Sundiata Mansa adalah pendiri sekaligus raja pertama kerajaan Mali pada abad ke-13. Dia memeluk Islam sambil tetap mengembangkan agama lokal di kerajaannya. Melalui epiknya, dengan sinis ia mengkritik budaya yang terpaku pada teks mati : di dalam tulisan tidak ada kemampuan merasakan masa lampau dan tidak ada kehangatan suara manusia.
Orang lain memakai tulisan untuk merekam masa lampau, tetapi penemuan ini telah membunuh kemampuan ingatan mereka.
Mereka tidak lagi merasakan masa lampau, sebab tulisan tidak lagi mengandung kehangatan suara manusia.
***
Di Indonesia, proses dialog dengan Al-Quran dilakukan dengan berbagai cara khas Indonesia. Pada beberapa cara, Al-Quran yang dijadikan sebagai objek ritual, misalnya secara tradisional dengan menjadikan tulisan Al-Quran sebagai azimat atau hal lain yang berbau mistis. Beberapa dukun punya ayat favorit untuk para pelanggan setia mereka. Secara modern, Al-Quran juga digunakan sebagai simbol ritual misalnya pada proses pengambilan sumpah jabatan atau kesaksian di pengadilan.
Masyarakat Indonesia juga memiliki budaya pengajian yang melakukan pelisanan kembali Al-Quran. Umumnya, pelisanan Al-Quran dilakukan sesuai kaidah bacaan Arab yang baik meskipun arti dan makna tulisan ini jarang sekali dimengerti. Keindahan alunan orang mengaji tentunya menjadi aspek tersendiri dalam dialog dengan Al-Quran. Tetapi saya tidak bermaksud membahas dialog jenis yang ini.
Kadang-kadang timbul pertanyaan mengenai bagaimana cara berdialog kembali dengan Al-Quran seperti masa turunnya dahulu. Mengkhatamkan Al-Quran dalam arti melagukan bacaan dari Al-Fatihah hingga ke An-Nas jelas belum merupakan definisi dialog yang tepat untuk saya. Lebih penting dari itu, kita seharusnya melihat bagaimana sejarahnya ketika ayat demi ayat turun? Kemudian, pada latar belakang budaya apa proses penurunan ayat demi ayat ini terjadi? Penelusuran ini membuat kita menjadi tidak memandang Al-Quran sebatas tulisan asing (Arab) yang makblug menjadi hidangan fast food yang siap disantap. Ada proses pengertian dan akulturasi antara ajaran Al-Quran ini dengan realitas kehidupan kita yang tidak selalu sama dengan waktu ayat demi ayat ini diturunkan.

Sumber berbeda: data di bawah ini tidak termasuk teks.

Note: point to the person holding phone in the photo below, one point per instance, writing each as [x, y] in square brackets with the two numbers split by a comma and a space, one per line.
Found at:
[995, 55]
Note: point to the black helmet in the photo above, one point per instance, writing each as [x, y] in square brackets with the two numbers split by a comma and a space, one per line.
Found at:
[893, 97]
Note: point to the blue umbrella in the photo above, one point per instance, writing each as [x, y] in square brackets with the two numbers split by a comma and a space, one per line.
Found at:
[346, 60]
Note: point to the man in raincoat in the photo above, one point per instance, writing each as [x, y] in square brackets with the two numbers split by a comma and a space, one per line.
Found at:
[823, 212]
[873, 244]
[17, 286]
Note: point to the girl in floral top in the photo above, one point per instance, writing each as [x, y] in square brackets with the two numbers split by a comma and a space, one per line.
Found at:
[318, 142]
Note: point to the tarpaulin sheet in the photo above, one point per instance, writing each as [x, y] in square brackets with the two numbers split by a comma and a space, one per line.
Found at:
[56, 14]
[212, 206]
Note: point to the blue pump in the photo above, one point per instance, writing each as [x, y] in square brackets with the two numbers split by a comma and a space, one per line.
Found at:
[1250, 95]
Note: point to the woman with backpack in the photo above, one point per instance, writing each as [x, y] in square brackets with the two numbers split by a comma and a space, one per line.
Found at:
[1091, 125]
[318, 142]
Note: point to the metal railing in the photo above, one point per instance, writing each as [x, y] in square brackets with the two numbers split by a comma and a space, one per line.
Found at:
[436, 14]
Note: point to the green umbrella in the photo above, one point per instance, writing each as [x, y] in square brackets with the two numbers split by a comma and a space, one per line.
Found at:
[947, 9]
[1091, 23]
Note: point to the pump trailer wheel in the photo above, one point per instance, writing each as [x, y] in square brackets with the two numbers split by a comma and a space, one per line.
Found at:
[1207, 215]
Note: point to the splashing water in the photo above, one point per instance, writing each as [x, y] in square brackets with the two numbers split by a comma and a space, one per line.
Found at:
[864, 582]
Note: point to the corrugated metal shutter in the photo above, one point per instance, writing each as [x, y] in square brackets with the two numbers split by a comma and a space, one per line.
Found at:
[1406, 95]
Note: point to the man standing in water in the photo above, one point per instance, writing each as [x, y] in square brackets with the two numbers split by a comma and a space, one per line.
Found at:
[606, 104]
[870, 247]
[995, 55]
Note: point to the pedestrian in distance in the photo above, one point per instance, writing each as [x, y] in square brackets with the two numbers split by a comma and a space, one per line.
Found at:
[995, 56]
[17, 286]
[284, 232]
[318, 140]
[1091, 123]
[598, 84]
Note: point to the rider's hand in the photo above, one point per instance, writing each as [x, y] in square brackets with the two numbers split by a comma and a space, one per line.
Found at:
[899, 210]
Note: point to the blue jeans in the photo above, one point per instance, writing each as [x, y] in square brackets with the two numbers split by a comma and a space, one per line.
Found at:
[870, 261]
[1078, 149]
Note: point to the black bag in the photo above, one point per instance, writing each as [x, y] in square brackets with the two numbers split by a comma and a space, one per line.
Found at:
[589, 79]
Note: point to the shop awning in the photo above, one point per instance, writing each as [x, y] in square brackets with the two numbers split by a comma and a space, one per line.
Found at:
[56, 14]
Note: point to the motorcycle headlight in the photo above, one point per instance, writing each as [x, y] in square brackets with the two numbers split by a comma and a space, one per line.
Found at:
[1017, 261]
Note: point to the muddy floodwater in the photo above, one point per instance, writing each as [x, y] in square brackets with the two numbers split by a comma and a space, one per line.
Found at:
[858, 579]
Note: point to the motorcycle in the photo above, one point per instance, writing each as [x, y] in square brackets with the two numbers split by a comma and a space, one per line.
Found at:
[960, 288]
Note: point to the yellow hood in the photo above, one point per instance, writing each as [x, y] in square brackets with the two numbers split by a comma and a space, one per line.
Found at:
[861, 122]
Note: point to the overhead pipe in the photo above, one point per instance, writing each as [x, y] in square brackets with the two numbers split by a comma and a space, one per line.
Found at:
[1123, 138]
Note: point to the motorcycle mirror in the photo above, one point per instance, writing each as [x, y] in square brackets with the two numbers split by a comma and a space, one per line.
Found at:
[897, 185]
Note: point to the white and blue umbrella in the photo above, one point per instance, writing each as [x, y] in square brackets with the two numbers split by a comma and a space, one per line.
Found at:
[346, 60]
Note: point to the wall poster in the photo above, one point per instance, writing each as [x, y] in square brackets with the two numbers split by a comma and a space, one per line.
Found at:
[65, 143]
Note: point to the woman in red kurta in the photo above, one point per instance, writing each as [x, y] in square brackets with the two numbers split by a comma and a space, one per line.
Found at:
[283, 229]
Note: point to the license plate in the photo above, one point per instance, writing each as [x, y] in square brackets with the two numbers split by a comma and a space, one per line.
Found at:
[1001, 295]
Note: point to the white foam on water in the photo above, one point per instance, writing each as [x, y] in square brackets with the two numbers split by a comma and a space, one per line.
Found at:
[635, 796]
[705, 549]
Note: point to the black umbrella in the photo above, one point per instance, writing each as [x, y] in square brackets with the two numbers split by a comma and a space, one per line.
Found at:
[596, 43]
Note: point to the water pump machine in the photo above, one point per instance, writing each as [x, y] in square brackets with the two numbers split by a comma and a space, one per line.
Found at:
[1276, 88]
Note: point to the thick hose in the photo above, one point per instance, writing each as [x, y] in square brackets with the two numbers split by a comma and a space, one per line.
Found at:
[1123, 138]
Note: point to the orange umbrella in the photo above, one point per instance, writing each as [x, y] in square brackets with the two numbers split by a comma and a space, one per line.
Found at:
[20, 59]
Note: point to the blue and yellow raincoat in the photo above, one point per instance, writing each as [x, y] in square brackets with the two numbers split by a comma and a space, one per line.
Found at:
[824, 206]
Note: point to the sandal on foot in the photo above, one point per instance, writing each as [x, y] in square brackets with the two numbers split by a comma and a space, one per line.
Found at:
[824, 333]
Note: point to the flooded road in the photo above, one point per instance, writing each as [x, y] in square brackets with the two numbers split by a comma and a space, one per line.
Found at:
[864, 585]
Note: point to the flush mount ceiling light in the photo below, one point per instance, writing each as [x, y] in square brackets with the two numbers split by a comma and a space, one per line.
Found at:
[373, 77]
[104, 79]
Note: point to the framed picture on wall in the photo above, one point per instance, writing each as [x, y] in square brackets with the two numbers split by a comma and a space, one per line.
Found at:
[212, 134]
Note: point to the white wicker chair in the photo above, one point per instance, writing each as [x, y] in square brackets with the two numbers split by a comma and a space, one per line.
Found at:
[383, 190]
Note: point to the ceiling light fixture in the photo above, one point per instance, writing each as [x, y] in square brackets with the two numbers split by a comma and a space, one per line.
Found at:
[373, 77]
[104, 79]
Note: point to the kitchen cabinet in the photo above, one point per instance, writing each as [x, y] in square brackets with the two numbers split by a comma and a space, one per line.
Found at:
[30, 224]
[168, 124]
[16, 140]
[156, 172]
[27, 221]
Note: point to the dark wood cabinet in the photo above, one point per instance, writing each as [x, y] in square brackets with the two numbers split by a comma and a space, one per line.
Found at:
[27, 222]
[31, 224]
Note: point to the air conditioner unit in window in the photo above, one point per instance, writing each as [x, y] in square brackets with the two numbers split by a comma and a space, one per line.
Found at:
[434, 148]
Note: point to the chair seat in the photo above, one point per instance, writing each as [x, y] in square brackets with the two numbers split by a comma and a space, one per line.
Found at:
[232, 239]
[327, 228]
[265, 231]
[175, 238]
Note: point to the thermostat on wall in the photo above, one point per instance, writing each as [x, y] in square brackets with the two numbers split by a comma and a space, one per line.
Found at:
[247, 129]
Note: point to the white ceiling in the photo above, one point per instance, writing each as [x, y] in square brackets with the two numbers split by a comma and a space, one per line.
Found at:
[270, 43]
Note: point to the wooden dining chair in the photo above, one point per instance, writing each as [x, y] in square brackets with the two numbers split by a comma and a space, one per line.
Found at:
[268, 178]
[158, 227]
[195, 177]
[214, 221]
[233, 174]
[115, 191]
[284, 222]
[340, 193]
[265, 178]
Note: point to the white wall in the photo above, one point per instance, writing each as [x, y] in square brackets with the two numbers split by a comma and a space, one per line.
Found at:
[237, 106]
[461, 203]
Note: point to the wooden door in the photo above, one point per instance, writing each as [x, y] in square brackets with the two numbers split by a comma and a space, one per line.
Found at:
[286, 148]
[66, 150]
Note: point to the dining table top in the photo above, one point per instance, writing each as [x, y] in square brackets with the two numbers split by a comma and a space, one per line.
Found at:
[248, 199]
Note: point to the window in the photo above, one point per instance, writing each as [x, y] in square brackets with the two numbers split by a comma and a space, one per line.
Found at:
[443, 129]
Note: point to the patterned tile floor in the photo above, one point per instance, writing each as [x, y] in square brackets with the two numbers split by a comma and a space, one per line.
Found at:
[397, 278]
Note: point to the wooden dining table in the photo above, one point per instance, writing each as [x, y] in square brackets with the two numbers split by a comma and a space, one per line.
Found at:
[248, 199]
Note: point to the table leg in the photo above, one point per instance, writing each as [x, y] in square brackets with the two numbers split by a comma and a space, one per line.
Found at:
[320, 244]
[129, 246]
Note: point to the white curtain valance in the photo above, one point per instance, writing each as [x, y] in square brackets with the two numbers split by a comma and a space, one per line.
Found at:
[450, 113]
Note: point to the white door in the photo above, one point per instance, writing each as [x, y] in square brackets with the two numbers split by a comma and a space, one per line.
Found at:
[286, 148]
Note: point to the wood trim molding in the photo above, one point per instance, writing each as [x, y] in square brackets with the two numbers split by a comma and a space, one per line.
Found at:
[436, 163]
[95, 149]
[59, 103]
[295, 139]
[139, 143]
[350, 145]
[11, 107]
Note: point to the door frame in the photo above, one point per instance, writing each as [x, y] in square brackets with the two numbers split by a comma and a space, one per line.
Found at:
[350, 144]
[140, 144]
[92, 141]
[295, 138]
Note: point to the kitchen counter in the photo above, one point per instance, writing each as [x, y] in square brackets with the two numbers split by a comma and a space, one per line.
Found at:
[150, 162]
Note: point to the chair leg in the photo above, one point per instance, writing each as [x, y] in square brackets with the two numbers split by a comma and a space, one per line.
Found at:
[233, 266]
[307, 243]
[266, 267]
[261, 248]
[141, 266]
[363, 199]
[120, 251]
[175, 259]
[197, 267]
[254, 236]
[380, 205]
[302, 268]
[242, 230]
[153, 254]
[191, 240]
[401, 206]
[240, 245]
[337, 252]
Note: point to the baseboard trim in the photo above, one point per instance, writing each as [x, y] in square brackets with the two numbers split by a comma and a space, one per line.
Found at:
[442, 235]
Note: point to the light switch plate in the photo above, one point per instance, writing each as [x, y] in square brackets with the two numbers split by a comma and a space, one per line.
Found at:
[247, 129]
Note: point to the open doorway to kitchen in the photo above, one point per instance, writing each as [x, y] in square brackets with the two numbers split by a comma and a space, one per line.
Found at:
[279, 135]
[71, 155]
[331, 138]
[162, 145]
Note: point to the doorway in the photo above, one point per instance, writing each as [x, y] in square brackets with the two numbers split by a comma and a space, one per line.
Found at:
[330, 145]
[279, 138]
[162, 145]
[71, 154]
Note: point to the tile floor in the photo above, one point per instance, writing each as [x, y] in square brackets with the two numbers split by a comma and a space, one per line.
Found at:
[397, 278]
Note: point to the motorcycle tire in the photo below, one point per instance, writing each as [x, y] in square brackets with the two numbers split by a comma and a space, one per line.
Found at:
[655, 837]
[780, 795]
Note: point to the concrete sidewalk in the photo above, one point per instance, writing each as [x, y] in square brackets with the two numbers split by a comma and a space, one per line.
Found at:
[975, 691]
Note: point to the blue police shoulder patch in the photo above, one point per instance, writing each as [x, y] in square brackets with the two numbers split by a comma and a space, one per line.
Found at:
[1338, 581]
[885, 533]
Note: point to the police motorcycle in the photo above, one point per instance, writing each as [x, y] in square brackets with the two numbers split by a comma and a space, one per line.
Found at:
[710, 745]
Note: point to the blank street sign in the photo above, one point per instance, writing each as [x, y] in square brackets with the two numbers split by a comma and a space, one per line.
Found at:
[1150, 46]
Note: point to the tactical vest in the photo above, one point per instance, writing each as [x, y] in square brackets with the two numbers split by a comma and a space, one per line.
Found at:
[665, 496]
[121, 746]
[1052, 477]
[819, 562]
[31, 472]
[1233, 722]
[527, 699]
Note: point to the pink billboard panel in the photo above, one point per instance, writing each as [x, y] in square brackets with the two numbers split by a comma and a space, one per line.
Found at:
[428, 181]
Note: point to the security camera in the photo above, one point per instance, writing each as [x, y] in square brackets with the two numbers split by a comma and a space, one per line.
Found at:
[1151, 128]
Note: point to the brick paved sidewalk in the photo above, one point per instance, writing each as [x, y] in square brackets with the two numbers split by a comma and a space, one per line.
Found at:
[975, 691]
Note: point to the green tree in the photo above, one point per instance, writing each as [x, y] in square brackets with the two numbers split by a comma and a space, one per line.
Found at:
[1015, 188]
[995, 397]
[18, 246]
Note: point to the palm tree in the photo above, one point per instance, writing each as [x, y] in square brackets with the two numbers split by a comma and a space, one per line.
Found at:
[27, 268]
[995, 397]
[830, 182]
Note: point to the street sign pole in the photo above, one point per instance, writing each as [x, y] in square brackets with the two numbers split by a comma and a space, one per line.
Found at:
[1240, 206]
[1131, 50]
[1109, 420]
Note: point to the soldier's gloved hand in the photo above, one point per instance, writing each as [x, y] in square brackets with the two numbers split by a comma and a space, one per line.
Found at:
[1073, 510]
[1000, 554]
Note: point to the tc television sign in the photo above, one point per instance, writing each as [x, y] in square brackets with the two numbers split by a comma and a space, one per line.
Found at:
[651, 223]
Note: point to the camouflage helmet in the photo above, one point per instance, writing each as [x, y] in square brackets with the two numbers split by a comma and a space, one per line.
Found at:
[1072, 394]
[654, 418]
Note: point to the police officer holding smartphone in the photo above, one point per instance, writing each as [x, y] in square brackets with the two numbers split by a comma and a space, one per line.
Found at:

Apalagi kalau nanti kita berkesempatan masuk ke khasanah tafsir Al-Quran yang beraneka ragam, mulai dari yang fundamentalis ala Sayyid Qutb, yang rasionalis ala Ar-Razi, yang tradisionalis ala Ibnu Katsir, atau yang modernis ala Muhammad Abduh. Tidak tertutup kemungkinan juga, kalau kita mau membuat tafsir Al-Quran ala penduduk Jakarta misalnya. Saya pikir, itu sah-sah saja. Tindakan semacam ini moga-moga membuat kita bisa memahami Al-Quran beyond the text dan kembali lagi, memahaminya berdasarkan realitas kehidupan kita yang terus berubah.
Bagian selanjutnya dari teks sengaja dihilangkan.